Milieu presque exclusivement masculin – voire machiste –, le neuvième art finit par épuiser Julie Doucet, jusqu’à lui enlever le goût de dessiner. Après la fin de Dirty Plotte en 1998 et de son feuilleton Madame Paul publié dans l’hebdomadaire montréalais ICI l’année suivante, elle se retire de la bande dessinée. C’est du moins ce qu’affirment les historiens et journalistes, du fait qu’à l’époque, ils ne faisaient aucune distinction entre l’art et la BD. Pourtant, elle n’est jamais bien loin dans sa production de collages et de journaux.

De la trempe de Claire Bretécher, Julie Doucet, si douce et discrète, n’avait pourtant pas l’impression de défricher. Incontestablement féministes sans pour autant le revendiquer, ses bandes au trait électrique auront permis à cette jeune femme invisible d’enfin exister. Et plus important encore, d’engendrer des générations d’artistes et de lectrices et de lecteurs pour qui son œuvre aura aboli de nombreuses frontières. 

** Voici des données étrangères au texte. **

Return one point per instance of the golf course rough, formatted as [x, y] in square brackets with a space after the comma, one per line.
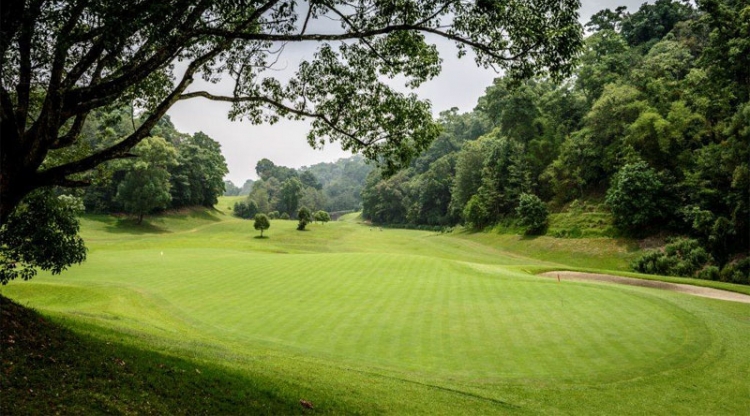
[398, 321]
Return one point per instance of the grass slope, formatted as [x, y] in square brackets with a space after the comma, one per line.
[362, 320]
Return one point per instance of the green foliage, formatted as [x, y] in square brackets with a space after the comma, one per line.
[653, 21]
[305, 217]
[230, 189]
[261, 223]
[681, 257]
[737, 271]
[322, 216]
[636, 197]
[289, 195]
[197, 178]
[533, 213]
[42, 233]
[245, 209]
[146, 186]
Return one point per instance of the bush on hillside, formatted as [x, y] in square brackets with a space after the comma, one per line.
[245, 209]
[533, 213]
[681, 257]
[304, 217]
[636, 197]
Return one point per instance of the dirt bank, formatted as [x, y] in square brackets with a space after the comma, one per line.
[674, 287]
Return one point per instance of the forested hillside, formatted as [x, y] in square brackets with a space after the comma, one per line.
[172, 170]
[281, 190]
[655, 122]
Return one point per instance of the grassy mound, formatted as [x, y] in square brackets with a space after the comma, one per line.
[361, 320]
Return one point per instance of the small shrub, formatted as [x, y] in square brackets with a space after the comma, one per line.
[533, 213]
[680, 257]
[635, 197]
[709, 273]
[304, 217]
[737, 272]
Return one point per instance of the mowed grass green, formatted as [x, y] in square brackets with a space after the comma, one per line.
[365, 320]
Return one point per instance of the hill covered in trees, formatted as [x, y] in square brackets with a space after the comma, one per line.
[172, 170]
[655, 121]
[282, 190]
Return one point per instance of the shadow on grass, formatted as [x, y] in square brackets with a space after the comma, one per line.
[106, 376]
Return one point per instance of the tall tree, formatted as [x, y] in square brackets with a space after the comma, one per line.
[61, 61]
[146, 186]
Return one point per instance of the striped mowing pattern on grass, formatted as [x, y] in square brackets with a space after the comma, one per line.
[397, 318]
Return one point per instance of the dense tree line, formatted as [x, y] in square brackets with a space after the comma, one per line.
[280, 190]
[655, 120]
[172, 169]
[65, 62]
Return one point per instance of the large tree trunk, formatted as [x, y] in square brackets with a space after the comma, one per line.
[18, 166]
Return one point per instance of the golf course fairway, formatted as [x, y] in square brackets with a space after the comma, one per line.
[358, 319]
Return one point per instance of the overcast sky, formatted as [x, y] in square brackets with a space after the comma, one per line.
[459, 85]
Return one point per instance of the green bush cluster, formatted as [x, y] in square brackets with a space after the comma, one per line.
[533, 213]
[686, 257]
[245, 209]
[681, 257]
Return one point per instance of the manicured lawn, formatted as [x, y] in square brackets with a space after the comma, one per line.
[362, 320]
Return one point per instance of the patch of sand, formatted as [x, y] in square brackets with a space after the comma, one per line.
[705, 292]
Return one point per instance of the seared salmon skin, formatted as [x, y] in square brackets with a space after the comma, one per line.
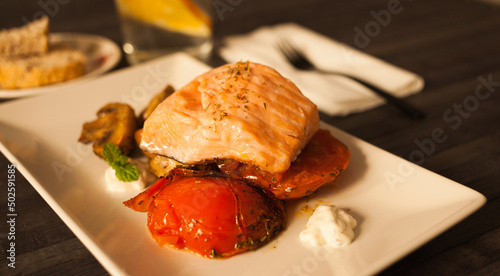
[242, 111]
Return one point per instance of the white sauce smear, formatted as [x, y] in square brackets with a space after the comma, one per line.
[329, 225]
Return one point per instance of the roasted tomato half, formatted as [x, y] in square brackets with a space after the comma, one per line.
[214, 217]
[321, 162]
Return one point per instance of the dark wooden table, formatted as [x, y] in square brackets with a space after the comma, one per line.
[454, 45]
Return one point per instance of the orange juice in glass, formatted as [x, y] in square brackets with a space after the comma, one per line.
[152, 28]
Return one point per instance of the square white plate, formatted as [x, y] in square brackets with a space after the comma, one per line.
[399, 206]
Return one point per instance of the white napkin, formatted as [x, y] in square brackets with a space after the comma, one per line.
[333, 94]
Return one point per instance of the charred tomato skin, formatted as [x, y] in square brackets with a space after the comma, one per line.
[214, 217]
[321, 162]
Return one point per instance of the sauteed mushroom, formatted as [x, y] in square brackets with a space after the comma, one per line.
[115, 123]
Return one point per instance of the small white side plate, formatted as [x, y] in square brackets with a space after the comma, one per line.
[102, 55]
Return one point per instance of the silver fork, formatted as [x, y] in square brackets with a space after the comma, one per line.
[299, 61]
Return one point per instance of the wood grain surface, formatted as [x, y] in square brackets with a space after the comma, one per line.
[454, 45]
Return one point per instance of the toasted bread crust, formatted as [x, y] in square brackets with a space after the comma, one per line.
[56, 66]
[31, 39]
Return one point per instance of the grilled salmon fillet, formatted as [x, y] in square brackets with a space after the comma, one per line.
[243, 111]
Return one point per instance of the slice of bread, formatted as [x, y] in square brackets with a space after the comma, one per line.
[61, 63]
[31, 39]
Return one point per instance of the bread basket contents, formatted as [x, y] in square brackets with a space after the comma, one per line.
[229, 149]
[28, 59]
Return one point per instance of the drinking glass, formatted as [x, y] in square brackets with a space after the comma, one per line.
[152, 28]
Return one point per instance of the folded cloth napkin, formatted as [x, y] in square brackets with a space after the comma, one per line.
[333, 94]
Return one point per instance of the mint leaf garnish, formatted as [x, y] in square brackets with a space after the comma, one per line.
[124, 170]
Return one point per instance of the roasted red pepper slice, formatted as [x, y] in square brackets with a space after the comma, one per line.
[321, 162]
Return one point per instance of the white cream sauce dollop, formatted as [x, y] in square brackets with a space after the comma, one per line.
[329, 225]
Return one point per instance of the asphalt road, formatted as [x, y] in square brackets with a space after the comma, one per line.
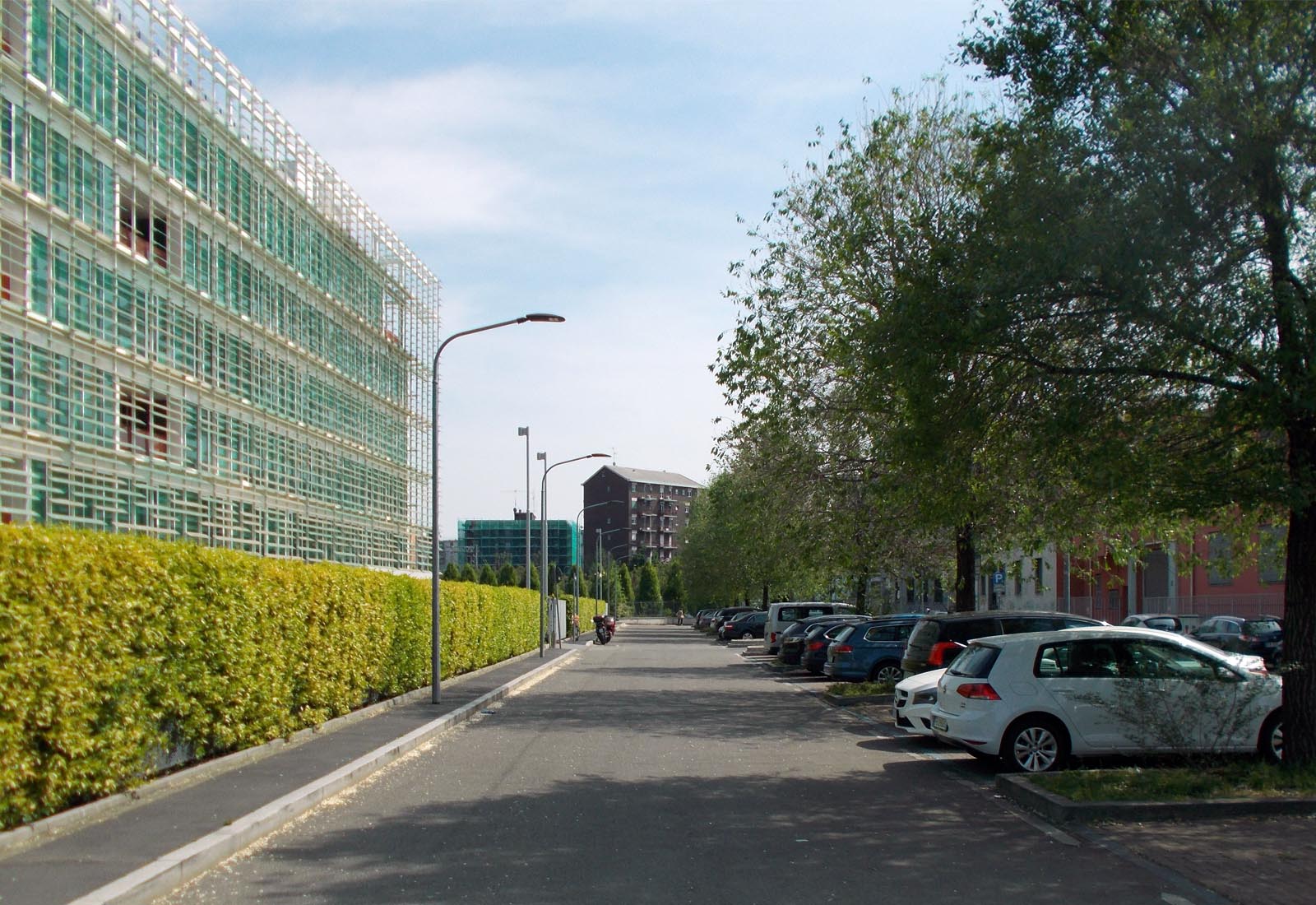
[668, 768]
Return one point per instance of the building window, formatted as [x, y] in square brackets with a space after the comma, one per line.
[145, 226]
[1270, 558]
[1219, 559]
[144, 425]
[13, 39]
[13, 263]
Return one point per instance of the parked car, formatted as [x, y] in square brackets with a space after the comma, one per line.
[782, 615]
[870, 650]
[744, 625]
[791, 639]
[816, 643]
[1263, 637]
[914, 701]
[938, 637]
[1179, 624]
[725, 615]
[706, 617]
[1036, 698]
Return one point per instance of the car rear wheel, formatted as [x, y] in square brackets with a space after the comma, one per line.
[886, 671]
[1272, 740]
[1035, 745]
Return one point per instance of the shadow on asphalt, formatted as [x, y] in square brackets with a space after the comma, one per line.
[598, 839]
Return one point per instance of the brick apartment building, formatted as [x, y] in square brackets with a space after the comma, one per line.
[636, 512]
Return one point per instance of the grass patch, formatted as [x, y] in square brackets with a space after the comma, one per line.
[861, 688]
[1230, 780]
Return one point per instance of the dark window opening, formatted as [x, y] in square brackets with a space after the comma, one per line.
[144, 228]
[144, 423]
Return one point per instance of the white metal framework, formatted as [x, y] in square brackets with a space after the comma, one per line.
[204, 332]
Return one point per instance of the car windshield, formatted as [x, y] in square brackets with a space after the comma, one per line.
[974, 662]
[1258, 626]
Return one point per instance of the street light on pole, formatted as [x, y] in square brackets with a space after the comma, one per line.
[433, 487]
[544, 529]
[576, 577]
[526, 432]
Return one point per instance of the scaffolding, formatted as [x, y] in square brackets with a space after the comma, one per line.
[204, 332]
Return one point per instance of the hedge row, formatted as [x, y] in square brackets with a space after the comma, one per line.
[118, 649]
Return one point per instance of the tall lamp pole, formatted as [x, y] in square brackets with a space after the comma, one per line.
[526, 432]
[576, 578]
[544, 531]
[433, 488]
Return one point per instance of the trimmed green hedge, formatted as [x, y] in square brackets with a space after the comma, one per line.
[116, 649]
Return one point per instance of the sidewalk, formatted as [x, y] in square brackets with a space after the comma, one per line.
[145, 847]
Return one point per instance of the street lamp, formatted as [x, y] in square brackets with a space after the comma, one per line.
[576, 577]
[526, 432]
[433, 487]
[544, 531]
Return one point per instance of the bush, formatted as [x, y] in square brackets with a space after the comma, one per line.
[118, 649]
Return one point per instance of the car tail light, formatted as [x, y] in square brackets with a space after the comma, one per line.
[978, 691]
[938, 658]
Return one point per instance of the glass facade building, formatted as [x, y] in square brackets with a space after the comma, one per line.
[204, 333]
[493, 541]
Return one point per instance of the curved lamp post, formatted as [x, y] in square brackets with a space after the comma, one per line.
[544, 531]
[433, 488]
[576, 578]
[526, 432]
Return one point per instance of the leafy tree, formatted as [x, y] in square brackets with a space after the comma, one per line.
[674, 586]
[625, 588]
[648, 591]
[1149, 212]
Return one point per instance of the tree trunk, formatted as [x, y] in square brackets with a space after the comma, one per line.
[1300, 604]
[965, 562]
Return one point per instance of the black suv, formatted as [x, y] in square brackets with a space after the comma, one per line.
[938, 637]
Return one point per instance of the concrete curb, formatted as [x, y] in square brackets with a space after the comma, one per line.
[21, 837]
[850, 700]
[182, 865]
[1059, 810]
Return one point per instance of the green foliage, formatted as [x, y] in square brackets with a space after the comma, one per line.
[625, 590]
[674, 588]
[648, 590]
[115, 649]
[1237, 779]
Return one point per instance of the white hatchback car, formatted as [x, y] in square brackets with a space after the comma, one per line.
[1036, 698]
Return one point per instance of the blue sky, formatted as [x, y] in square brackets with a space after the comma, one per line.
[587, 158]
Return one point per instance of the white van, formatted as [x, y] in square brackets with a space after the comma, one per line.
[782, 615]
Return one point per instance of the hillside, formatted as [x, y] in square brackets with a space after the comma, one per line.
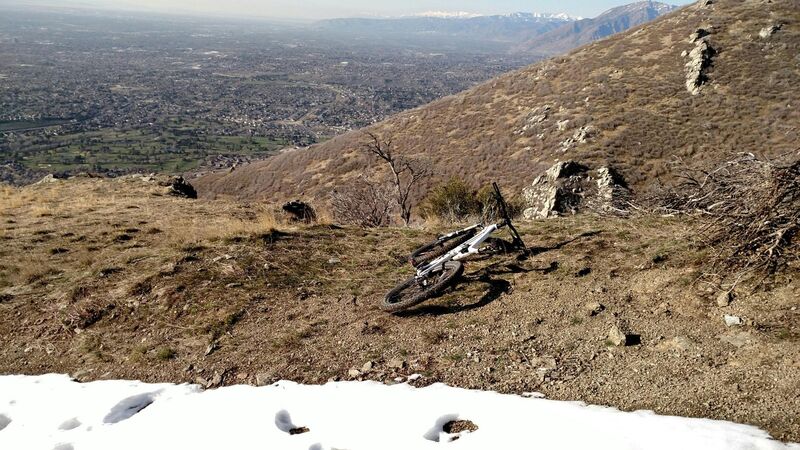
[622, 100]
[575, 34]
[112, 279]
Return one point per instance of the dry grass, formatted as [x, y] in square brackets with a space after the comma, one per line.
[302, 302]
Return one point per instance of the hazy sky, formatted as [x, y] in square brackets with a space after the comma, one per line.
[318, 9]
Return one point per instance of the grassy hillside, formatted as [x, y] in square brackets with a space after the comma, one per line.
[113, 279]
[630, 90]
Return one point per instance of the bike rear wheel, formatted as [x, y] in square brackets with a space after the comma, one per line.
[414, 291]
[439, 247]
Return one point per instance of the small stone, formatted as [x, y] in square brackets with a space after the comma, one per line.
[724, 299]
[732, 321]
[616, 337]
[264, 378]
[769, 31]
[679, 343]
[216, 380]
[594, 308]
[544, 362]
[738, 340]
[396, 363]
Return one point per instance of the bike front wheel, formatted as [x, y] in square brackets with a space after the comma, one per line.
[415, 290]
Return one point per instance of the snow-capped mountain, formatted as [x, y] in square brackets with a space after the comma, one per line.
[515, 27]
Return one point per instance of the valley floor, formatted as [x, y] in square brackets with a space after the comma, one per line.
[112, 279]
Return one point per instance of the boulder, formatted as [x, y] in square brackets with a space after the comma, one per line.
[179, 187]
[700, 59]
[569, 187]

Célébrée par les plus grands, dont le cinéaste Michel Gondry avec qui elle a collaboré sur le court métrage My New New York Diary, celle qui reviendra au dessin au printemps prochain avec la parution de Time Zone J chez Drawn & Quarterly loge incontestablement au panthéon du neuvième art international. 

WE 0219 Chronique BD
Photo courtoisie

Julie Doucet vue par

JULIE DELPORTE (Artiste et autrice)

Décroissance sexuelle, Éd. L’Oie de Cravan ; Moi aussi je voulais l’emporter, Éd. Pow Pow ; This Woman’s Work, Ed. Dranw & Quarterly

Bien sûr, Julie Doucet est l’une des premières à avoir dessiné ses menstruations ou ses relations hétérosexuelles toxiques, c’était punk et inspirant. Mais ce qui me fascine aujourd’hui dans son travail et m’aide personnellement à avancer le mien, c’est qu’elle est une autrice de BD, reconnue comme telle, mais qu’elle est également devenue une collagiste, une poète, une artiste visuelle. Son exploration de différentes pratiques désenclave et enrichit la bande dessinée contemporaine. 


MARTIN DUBÉ (Libraire)

Librairie Le port de tête, 262, ave du Mont-Royal E., Montréal

Que ce soit en tant que lecteur ou libraire, Julie Doucet a pour moi (malgré une période de production relativement courte) définitivement marqué l’histoire de la bande dessinée, que ce soit celle d’ici ou d’ailleurs. Son influence me semble évidente, ne serait-ce que dans l’approche contemporaine de plusieurs créateurs et créatrices du neuvième art. Ses récits autobiographiques et parfois surréalistes, illustrés de manière dense et un brin anxiogène, savent être à la fois intimes, directs et étrangement drôles. Une bédéiste québécoise incontournable, mais aussi, soulignons-le, une artiste tout simplement remarquable. 


MAËL RANNOU (Critique)

Bibliothécaire et doctorant sur la BD québécoise

Oui, Julie Doucet est une autrice brillante, qui a exploré avec force l’autofiction ou le récit de rêve en bande dessinée. Mais c’est surtout une autrice à l’influence majeure, des deux côtés de l’Atlantique, en plusieurs langues, revendiquée aussi bien par Mattt Konture (France) ou Gabrielle Bell (É.-U.) que par Powerpaola (Colombie). Pour ça, elle est unique, et passe de plus grande autrice québécoise de BD à une des plus grandes tout court.